Non si vive di solo pane
ma pure anco di salame
e se abbiamo la salsiccia
giammai ci mancherà la ciccia.”

(“Quartine squartate sbaciucchiate”, Conte Cazzopardi da Affori)

Incipit e prolegomeno per una futura arte complottistica.

Ove si esplicita la norma per ben complottare.

Debbesi sempre tenere a mente che niuna cosa ha cagione sufficiente né remota dalle quali far discendere conclusione priva di alcun dubbio. E ciò riguarda sempre le tesi e argomentazioni altrui, mai le proprie, siccome dogmaticamente esposte citando autorità quali che siano a supporto.
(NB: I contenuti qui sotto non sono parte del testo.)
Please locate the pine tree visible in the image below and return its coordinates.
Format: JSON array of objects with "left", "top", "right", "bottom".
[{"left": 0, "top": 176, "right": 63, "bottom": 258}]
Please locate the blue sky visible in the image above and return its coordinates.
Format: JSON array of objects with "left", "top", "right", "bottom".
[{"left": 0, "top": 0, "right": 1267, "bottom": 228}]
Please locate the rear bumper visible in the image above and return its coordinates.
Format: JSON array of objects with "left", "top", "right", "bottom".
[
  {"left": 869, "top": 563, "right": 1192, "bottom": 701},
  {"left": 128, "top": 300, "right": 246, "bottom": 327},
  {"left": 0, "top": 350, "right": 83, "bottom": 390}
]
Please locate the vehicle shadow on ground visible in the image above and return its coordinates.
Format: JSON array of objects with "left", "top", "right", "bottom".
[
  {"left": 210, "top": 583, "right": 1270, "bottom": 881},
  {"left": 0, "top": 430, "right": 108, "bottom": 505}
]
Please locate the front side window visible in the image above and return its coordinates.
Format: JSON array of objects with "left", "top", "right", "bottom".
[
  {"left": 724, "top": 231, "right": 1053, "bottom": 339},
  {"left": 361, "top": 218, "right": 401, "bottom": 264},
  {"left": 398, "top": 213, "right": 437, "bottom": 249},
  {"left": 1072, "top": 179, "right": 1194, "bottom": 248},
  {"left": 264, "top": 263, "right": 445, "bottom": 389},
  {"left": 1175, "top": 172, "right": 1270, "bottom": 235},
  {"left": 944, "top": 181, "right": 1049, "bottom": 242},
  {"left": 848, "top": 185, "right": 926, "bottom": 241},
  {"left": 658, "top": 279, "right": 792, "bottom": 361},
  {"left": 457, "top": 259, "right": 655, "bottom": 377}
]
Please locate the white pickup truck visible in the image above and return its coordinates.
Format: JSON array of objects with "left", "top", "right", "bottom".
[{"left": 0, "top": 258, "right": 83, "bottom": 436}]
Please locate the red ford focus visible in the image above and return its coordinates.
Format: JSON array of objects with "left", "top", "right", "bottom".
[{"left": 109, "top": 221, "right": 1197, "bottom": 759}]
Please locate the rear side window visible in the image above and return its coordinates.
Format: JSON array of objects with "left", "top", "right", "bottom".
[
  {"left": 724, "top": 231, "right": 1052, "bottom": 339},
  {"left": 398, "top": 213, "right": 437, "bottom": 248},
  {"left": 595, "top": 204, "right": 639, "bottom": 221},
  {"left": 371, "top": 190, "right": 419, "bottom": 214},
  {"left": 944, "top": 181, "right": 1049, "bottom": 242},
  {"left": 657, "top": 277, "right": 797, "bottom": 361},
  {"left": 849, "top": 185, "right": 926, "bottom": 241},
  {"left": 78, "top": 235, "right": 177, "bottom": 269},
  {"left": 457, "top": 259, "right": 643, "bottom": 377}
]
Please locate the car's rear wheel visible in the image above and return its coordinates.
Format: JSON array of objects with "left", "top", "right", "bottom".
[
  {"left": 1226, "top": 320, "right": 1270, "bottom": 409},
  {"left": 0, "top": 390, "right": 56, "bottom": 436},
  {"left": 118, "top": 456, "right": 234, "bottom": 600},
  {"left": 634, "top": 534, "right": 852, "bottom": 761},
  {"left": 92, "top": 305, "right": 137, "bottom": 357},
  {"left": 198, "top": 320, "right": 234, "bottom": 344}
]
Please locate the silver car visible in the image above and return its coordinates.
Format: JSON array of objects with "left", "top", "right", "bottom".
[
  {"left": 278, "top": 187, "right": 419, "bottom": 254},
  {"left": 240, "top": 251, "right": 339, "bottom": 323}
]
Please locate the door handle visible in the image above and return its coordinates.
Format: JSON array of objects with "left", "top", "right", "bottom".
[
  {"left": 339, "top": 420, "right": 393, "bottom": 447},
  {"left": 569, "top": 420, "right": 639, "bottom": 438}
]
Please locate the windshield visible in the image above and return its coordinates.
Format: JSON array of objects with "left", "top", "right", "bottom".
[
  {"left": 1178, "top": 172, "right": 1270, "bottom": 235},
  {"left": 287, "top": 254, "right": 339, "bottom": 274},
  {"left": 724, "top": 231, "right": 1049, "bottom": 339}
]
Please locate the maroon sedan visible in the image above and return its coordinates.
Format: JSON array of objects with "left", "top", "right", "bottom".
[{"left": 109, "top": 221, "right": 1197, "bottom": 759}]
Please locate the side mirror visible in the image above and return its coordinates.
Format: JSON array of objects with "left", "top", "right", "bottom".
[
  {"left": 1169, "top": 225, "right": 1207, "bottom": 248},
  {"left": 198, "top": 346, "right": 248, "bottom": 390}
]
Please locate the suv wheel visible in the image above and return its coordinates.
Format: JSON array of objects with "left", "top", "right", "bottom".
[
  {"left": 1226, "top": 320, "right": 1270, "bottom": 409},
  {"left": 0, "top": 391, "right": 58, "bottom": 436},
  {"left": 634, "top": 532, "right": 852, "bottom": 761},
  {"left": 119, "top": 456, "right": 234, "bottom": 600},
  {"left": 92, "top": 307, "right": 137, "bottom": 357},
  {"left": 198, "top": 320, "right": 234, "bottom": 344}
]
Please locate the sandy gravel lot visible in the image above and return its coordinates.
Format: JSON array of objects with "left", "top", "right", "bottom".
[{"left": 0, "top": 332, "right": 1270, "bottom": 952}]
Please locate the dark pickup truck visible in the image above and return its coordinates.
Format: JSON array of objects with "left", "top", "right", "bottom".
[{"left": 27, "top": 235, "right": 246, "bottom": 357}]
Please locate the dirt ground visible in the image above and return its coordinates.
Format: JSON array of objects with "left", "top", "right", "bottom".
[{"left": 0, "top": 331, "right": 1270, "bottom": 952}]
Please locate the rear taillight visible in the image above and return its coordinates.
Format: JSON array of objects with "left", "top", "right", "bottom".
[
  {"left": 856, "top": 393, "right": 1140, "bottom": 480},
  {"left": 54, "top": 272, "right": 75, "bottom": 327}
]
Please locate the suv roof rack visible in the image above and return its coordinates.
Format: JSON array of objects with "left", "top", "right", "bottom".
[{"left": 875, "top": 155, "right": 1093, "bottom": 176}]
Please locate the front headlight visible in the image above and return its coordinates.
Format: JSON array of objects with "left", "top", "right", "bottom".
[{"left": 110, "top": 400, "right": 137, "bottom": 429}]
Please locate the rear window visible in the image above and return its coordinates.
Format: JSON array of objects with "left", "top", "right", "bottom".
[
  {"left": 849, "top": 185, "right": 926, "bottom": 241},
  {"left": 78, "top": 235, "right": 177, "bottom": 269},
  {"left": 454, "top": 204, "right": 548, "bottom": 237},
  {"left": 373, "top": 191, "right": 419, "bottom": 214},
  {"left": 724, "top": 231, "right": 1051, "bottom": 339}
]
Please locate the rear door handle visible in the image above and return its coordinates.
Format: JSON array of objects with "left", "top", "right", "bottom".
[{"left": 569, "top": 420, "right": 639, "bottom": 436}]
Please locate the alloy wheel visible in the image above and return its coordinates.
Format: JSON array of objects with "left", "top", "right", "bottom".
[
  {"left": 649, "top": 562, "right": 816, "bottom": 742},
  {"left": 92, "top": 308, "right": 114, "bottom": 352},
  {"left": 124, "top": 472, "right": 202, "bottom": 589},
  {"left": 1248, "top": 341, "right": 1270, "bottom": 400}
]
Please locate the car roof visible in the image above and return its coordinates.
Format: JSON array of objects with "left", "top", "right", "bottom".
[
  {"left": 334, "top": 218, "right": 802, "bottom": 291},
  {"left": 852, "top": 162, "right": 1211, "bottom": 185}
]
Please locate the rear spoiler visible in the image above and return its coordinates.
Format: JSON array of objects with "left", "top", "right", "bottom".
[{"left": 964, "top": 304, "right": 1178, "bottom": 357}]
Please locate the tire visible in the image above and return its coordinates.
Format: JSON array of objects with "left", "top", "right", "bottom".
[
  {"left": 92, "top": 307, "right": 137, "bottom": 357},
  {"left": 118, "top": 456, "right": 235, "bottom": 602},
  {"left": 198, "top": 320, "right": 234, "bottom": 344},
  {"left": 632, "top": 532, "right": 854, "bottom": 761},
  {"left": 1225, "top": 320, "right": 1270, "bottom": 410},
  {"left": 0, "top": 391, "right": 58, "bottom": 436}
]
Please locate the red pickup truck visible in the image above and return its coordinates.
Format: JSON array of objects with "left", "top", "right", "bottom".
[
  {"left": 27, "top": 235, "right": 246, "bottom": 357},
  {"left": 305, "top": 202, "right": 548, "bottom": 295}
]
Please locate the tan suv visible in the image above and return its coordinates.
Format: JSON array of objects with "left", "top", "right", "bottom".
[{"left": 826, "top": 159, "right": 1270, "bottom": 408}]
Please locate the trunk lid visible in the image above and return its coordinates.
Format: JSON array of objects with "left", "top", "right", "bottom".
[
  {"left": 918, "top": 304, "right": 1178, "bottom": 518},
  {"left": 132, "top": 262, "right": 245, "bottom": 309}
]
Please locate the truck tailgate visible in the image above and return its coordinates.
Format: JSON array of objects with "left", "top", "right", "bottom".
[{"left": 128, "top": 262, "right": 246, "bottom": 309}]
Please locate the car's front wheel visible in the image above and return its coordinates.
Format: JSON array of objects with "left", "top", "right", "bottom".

Se vedi, per esempio, cader morto un vil meccanico innanzi ai tuoi piedi, dovrai immantinente pensare che la colpa sarà sua.
Se un morbo pestifero incombe sulla Villa e ti presenteranno le ragioni e cause mediche, tu dubiterai ed entrando in singolare tenzone addurrai le più peregrine cause, come il passaggio di un gatto nero cinque minuti prima, per esempio, o l’anello di Saturno sbiadito.
Senza entrare eccessivamente nel merito, prendendo ciò che occorre oggi ad esempio, cercherai le opinioni di messer lo salumiere blogghiere a sostegno delle tue ipotesi sul morbo che incombe, e ne caldeggerai le tesi, quali essere siano: curvatura della salsiccia; durezza del salame; composizione salina e grassa delle prosciuttifere cose.

Quinci abbia termine l’incipit, sperando di poter proseguire l’ardua opera prossimamente.